Woke Baby
Woke Baby is a book of for the times. “Woke Baby, up before the sun smiles, eyes open./” The illustrated baby of color has two clenched fists and on eye open, one closed. The baby knows what is happening in the world.
“Look at your fists/ fingers curled/ into a panther’s paw/ pointing up up up,/reaching for justice.” A baby reaching for justice? Not likely. This timely book is for the parents and their friends, a coffee table read aloud.
“Look at each toe,/wiggling hello to the sky./ There is no glass ceiling, there is no one to tell you no!/” Is Baby a female? he glass ceiling reference suggests that she is. The next line refers to up on each knee.
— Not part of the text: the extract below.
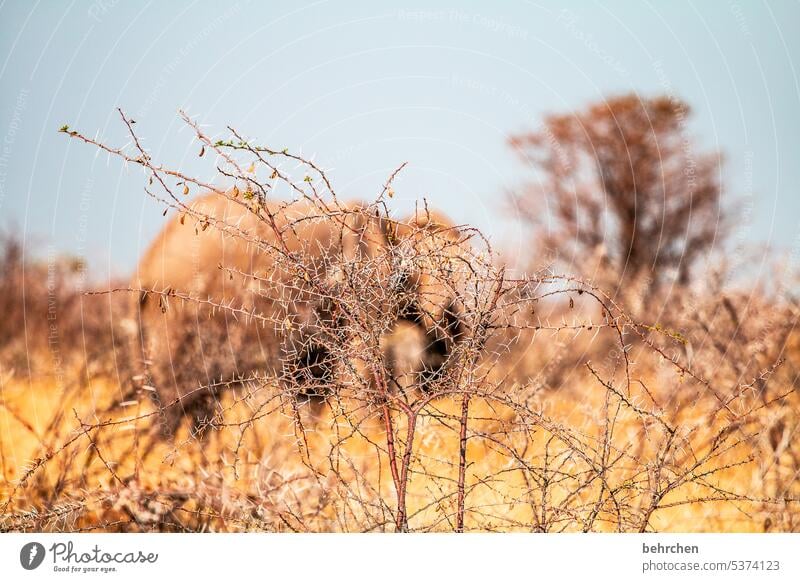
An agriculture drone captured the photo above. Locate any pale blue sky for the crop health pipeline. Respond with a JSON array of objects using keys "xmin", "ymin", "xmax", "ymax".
[{"xmin": 0, "ymin": 0, "xmax": 800, "ymax": 273}]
A reference to taking a knee during the National Anthem at a football game?
“Here is your voice, loud and wailing./ Here are your hands, reaching for what is yours.”
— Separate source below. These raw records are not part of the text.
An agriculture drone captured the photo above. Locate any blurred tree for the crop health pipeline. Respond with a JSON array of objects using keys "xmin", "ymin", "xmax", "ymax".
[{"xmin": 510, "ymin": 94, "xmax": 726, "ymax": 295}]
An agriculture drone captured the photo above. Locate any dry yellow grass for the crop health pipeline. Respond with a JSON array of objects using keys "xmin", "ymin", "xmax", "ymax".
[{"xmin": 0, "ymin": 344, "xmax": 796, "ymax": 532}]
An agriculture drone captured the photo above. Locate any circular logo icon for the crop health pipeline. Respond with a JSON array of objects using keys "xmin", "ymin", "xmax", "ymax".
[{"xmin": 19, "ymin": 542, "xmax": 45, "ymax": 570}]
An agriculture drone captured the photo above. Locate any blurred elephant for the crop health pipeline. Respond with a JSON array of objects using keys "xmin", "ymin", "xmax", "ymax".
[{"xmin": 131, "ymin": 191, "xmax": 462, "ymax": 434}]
The parents who own this book will be telling their children to stand up and fight, to get woke and stay woke about the racial issues of today. The clever message of a baby demonstrating these behaviors is a more subtle way to say what so many current books about resistance are saying this year. Fight, invite, demonstrate, show up, call, write letters, campaign, vote, revolt.
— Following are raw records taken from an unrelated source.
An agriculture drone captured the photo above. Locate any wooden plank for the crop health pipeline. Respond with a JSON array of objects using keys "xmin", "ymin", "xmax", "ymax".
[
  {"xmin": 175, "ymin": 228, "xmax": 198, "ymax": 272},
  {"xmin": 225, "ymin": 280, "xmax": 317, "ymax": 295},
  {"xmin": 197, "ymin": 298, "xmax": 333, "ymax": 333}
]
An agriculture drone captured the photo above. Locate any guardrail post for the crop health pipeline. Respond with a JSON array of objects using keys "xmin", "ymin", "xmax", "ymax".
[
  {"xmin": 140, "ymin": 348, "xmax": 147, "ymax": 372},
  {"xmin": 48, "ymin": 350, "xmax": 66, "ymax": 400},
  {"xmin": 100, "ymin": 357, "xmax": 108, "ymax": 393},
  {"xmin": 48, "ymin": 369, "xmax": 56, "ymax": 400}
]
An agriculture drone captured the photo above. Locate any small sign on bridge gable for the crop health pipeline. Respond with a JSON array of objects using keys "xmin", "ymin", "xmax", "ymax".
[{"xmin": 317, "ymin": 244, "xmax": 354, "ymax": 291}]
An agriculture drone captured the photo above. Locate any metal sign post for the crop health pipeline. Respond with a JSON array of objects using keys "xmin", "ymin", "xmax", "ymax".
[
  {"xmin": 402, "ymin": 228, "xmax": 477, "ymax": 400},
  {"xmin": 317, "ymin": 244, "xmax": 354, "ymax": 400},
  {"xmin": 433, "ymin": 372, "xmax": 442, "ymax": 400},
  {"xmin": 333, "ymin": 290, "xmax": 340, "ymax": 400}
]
In 120 words, Mahogany Browne writes the rallying cry for babies, their brothers, sisters, parents, aunts, uncles, grandparents and friends. “Like a good revolutionary,/you never, ever sleep.”
Theodore Taylor III’s baby doesn’t smile or coo but has a look of determination and purpose. The baby is here to carry on with the struggle, to keep the fight going.
The end product is a clever way to tell the world that the status quo is not acceptable. As it says on the jacket flap, Woke Babies grow up to change the world.